All cylinders working for Latvia

  • 2010-11-11

RIGA - Latvia’s GDP in the third quarter this year, compared to the third quarter 2009, increased 2.7 percent according to seasonally-unadjusted data, reports Nozare.lv. This is the first year-on-year GDP quarterly increase since 2008, according to the Central Statistical Bureau’s flash estimate.
Compared to the second quarter, Latvia’s GDP increased 0.8 percent in the third quarter if calculated according to seasonally adjusted data.

These numbers end nine straight quarters of contraction, the longest decline in the European Union, reports Bloomberg. The results were well above the median estimate of six economists surveyed by the news group, who were expecting GDP growth of 0.7 percent from the year earlier period.
Industrial production expanded 19.4 percent in the third quarter, the statistics office said on Nov. 3. “Manufacturing is the major positive contributor for the third quarter in a row,” said Zigurds Vaikulis, chief economist at Citadele Asset Management in Riga. “Retail and wholesale sales are finally positively contributing.”

Increasing demand for Latvia’s wood and metal products in Western Europe is driving the recovery, with exports rising to 412 million lats (588.5 million euros) in August, the most since September 2008.
Latvia’s economy shrank about 25 percent, the deepest drop in the world according to the International Monetary Fund, after a real estate fueled boom turned bust in 2008 and the country’s second-biggest bank, Parex, failed.
“Exports and household consumption continued to grow in the third quarter,” said Lija Strasuna, an economist at Swedbank in Riga.
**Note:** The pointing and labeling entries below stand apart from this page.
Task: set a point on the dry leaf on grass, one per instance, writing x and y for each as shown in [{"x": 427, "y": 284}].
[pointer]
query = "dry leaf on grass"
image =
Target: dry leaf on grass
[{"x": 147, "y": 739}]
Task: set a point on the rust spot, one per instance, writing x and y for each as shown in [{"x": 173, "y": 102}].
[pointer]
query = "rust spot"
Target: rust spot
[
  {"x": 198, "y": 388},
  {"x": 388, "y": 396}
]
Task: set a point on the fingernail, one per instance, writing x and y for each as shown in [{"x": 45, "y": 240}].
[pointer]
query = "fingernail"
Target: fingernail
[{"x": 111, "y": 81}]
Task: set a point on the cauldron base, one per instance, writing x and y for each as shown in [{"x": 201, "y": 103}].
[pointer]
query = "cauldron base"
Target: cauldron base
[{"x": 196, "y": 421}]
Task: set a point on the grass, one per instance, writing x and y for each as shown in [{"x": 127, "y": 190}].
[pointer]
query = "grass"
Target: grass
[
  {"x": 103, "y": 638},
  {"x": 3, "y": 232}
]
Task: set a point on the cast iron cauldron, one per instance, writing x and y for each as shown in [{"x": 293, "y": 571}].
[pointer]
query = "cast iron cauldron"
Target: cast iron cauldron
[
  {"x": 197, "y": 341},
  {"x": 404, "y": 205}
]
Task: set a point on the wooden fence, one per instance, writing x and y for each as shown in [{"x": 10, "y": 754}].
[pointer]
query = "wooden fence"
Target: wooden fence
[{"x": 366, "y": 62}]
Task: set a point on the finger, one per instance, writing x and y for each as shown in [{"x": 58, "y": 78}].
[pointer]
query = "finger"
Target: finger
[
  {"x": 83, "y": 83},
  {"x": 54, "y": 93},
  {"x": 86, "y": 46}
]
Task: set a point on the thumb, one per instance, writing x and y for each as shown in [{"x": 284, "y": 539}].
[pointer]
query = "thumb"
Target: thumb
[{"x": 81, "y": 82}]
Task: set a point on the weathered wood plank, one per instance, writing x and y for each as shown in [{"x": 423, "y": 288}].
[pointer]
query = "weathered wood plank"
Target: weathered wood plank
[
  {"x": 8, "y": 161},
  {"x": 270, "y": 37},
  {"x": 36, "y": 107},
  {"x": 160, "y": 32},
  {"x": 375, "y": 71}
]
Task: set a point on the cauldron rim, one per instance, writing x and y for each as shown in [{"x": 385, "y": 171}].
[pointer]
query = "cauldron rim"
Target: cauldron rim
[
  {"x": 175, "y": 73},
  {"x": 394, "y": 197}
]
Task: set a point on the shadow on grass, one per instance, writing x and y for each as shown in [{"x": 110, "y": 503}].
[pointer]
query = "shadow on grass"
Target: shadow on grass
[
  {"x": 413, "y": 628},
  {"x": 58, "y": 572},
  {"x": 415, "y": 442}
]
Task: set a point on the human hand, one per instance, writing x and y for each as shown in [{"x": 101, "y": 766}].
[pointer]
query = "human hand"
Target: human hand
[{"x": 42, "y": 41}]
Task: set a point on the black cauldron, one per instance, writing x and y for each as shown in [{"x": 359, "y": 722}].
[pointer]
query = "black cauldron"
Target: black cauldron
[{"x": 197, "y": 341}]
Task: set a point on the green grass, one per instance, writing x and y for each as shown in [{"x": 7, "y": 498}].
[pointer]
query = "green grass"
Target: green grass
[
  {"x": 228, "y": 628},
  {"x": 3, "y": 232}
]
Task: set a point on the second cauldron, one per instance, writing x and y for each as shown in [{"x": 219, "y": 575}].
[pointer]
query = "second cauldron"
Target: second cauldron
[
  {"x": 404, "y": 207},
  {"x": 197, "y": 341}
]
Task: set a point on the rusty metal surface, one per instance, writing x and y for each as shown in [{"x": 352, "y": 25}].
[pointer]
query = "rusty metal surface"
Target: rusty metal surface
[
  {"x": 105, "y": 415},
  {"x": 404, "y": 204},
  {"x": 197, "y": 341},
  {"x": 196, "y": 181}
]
The recovery is boosting tax revenue as Latvia seeks 400 million lats in spending cuts and additional income to meet its goal of cutting the budget deficit to six percent of GDP next year. Latvia has already approved austerity measures equal to about 14 percent of economic output after turning to a group led by the European Commission and the IMF for a 7.5 billion euro loan package during the country’s depression.

The crisis pushed unemployment to 19.4 percent in the second quarter from 5.3 percent in the final quarter of 2007, according to figures from a labor force survey. Swedbank estimates the rate will fall to 15 percent in 2012.
“To reach the level of employment we had during the boom years will take many years, if it happens at all,” Strasuna said.